Not as much as a GUI, but yes.

When I ssh home, I would prefer a bloated TUI in ssh console and not do X forwarding or VNC. In fact, I prefer a TUI even when I'm at home.


Perhaps we need a better example? Detecting "esc" is simple: it is its own key code (ASCII 27.) Detecting "esc" and another key is more difficult because it is not a modifier, like shift or control, so you'll have to do it yourself.


I think the issue is that ESC is also a prefix for other keys. Which leads to the question: is this just an escape or is this a prefix of e.g. a cursor key? This can only be answered by timing.


GUI is


It isn't broken.

As far as standards go it is a fairly clean and easy to implement one. (That is the reason for its enduring popularity.)

Source: wrote a terminal emulator once. Turned out to be not that difficult. We just need to agree on an xterm-compatible subset of functionality and throw away the rest, which nobody ever uses anyways.

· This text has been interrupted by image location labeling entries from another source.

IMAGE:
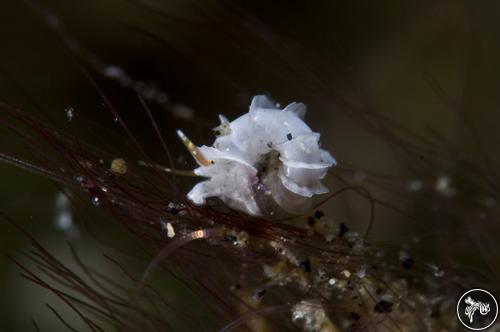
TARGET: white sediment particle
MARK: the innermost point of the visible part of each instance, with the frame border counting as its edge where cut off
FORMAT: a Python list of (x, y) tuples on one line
[(443, 186), (64, 218), (70, 112), (309, 315), (170, 230)]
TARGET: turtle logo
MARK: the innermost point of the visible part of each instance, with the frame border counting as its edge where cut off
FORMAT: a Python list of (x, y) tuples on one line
[(477, 309)]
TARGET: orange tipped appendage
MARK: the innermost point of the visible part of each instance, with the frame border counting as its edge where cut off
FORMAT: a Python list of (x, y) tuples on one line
[(193, 149)]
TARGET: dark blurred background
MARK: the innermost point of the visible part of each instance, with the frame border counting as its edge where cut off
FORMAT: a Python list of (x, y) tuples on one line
[(210, 57)]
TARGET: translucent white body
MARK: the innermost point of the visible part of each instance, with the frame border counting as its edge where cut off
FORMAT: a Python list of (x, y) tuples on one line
[(265, 154)]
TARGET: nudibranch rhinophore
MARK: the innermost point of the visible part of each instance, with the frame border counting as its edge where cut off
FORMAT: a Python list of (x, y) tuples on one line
[(268, 154)]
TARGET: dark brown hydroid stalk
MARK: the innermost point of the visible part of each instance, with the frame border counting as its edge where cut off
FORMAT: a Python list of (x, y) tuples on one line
[(310, 272)]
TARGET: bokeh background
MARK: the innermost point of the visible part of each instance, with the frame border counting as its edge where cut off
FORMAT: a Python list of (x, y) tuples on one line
[(414, 62)]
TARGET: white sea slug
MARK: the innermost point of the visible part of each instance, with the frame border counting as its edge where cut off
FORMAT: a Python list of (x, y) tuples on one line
[(268, 154)]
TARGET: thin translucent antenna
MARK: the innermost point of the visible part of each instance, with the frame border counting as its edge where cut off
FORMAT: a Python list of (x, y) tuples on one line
[(180, 172), (193, 149)]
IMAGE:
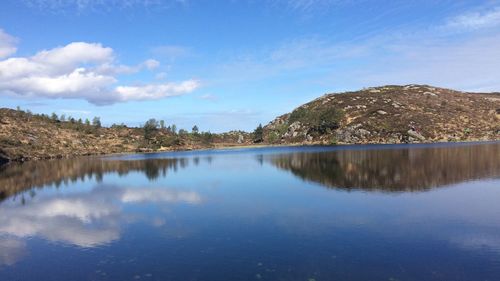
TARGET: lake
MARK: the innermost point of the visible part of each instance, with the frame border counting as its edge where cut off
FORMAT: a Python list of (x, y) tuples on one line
[(375, 212)]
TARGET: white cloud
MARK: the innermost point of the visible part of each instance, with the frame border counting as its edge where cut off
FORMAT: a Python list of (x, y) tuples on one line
[(7, 44), (81, 70), (155, 91), (151, 64), (475, 20), (208, 97), (171, 52)]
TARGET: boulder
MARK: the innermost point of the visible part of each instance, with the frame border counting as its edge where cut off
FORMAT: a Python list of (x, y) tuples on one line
[(416, 135)]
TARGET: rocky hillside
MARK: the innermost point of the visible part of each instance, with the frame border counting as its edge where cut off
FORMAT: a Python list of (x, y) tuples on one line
[(390, 114), (25, 136)]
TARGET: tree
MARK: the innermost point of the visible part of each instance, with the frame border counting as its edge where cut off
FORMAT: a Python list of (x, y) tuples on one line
[(150, 128), (258, 134), (183, 132), (96, 122)]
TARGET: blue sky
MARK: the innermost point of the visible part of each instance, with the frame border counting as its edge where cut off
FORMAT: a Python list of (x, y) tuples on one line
[(227, 65)]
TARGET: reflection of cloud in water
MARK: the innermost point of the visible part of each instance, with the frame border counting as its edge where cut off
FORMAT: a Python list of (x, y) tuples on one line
[(478, 241), (158, 195), (398, 169), (84, 219), (11, 251)]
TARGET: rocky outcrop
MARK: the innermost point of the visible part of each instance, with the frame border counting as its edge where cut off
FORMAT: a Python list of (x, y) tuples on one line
[(390, 114), (25, 136)]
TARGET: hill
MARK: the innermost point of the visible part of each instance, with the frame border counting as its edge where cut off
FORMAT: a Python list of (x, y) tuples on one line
[(26, 136), (390, 114)]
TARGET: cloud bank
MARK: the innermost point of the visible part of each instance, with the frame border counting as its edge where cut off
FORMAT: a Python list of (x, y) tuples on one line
[(78, 70), (7, 44)]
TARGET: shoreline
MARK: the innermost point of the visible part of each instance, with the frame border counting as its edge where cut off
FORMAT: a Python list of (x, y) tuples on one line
[(6, 161)]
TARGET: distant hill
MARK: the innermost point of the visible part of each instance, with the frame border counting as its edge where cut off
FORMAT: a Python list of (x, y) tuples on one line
[(390, 114), (26, 136)]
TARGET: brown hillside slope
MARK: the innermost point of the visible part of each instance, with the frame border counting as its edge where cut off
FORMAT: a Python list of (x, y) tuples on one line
[(24, 136), (391, 114)]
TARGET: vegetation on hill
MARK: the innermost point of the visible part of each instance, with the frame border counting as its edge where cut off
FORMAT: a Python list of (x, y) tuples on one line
[(389, 114), (25, 136)]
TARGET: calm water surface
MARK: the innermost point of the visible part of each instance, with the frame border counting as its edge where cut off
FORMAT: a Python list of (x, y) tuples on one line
[(394, 212)]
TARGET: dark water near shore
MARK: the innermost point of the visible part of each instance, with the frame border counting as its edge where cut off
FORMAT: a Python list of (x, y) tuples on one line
[(391, 212)]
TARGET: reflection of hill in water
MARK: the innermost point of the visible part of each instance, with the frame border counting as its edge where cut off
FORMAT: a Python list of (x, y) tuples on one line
[(405, 169), (19, 177)]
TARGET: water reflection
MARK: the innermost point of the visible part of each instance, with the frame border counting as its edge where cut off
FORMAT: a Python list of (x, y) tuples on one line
[(86, 219), (396, 169), (16, 178)]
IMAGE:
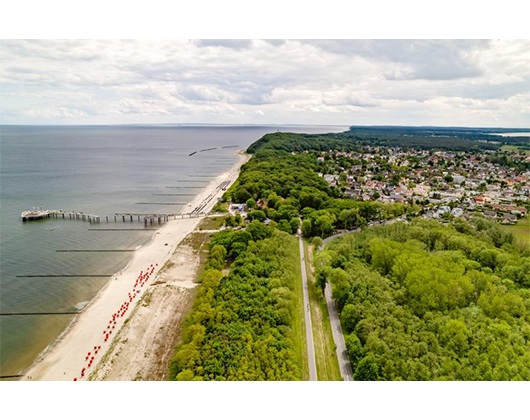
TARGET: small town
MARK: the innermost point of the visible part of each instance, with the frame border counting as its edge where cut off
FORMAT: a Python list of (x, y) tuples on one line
[(444, 183)]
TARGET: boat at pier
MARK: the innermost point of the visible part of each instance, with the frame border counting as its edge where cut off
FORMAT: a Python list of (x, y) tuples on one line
[(35, 215)]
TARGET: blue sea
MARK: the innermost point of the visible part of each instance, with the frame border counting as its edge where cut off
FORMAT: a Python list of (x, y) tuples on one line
[(99, 170)]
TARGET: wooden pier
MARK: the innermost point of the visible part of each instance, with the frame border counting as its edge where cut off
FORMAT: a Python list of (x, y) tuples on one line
[(58, 214)]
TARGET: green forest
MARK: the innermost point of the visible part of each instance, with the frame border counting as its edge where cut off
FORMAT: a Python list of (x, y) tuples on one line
[(356, 137), (245, 324), (283, 187), (426, 301)]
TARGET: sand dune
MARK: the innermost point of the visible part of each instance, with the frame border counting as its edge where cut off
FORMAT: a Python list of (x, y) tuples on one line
[(83, 346)]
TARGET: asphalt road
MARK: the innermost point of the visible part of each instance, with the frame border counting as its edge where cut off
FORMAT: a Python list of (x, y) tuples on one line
[(338, 337), (336, 329), (307, 316)]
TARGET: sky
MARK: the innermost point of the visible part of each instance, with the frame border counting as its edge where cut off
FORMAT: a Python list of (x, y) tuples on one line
[(445, 82)]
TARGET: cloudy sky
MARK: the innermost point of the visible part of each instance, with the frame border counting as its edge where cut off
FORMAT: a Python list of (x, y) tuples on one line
[(399, 82)]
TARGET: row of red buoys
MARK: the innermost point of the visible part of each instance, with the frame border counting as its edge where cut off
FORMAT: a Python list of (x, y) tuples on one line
[(136, 290)]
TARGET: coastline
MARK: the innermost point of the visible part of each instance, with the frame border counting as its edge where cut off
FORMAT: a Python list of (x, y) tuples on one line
[(80, 348)]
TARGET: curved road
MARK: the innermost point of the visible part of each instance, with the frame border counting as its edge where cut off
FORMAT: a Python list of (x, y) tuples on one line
[(307, 316), (336, 329)]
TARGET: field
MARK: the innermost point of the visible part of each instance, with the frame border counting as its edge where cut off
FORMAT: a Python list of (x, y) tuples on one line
[(326, 358)]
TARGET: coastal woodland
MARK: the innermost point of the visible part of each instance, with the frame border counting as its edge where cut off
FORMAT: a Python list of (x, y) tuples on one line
[(418, 300), (245, 325), (426, 301)]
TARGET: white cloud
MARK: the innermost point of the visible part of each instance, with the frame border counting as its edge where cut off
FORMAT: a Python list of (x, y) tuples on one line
[(447, 82)]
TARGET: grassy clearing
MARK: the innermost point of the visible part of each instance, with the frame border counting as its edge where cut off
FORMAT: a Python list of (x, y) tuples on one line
[(199, 241), (211, 223), (521, 230), (325, 355), (299, 338)]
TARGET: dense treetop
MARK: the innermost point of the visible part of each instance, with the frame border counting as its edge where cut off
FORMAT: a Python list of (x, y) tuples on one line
[(242, 325), (424, 301), (448, 138)]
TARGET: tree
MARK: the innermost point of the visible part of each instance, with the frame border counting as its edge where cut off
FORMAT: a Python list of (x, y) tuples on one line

Your complaints are just aesthetic complaints, the terminal isn't supposed to be a universal GUI toolkit.


Yes, let's take dozens of terminal emulator projects out of maintenance mode so app devs can individually and capriciously overload my shift and escape keys, because modern.


what if... we could scrolljack.... the terminal

rips bong


And yet because of the *nix OSs being widely available it has even displaced superior models e.g. the Windows character cell model [0] is arguably a better fit for modern terminals yet new development goes to compatibility with "cross platform" inband signaling and escape sequences.

[0]: https://learn.microsoft.com/en-us/windows/console/console-fu...


Kitty is great. I started using it because I like cats. But I am learning more and more about how robust it is.


I used to search for a couple of lines of code in the getty.c program or its ancestors, which permitted ALL CAPS LOGIN because teletypes and early VDU terminals included models without a shift function. It made me ask myself how the password check was able to function (and how strong the crypt function was) if the case wasn't important.

They were removed from (at least) FreeBSD sometime in the 2.x series I believe.


I remember AIX doing that when you entered an upper-case login. Probably still does.

https://www.ibm.com/docs/en/aix/7.1?topic=s-stty-command#stt...

xcase Echoes uppercase characters on input, and displays uppercase characters on output with a preceding \ (backslash).

iuclc Maps uppercase alphabetic characters to lowercase.

olcuc Maps lowercase alphabetic characters to uppercase on output.

Solaris (Illumos) source code is consistent with this.

So for an upper-case only keyboard, uppercase letters are lowercase. To type an uppercase letter, precede it with a \. The tty layer handles the conversion so programs don't know or care what you're actually typing -- they just read (and write) normal upper and lower case characters.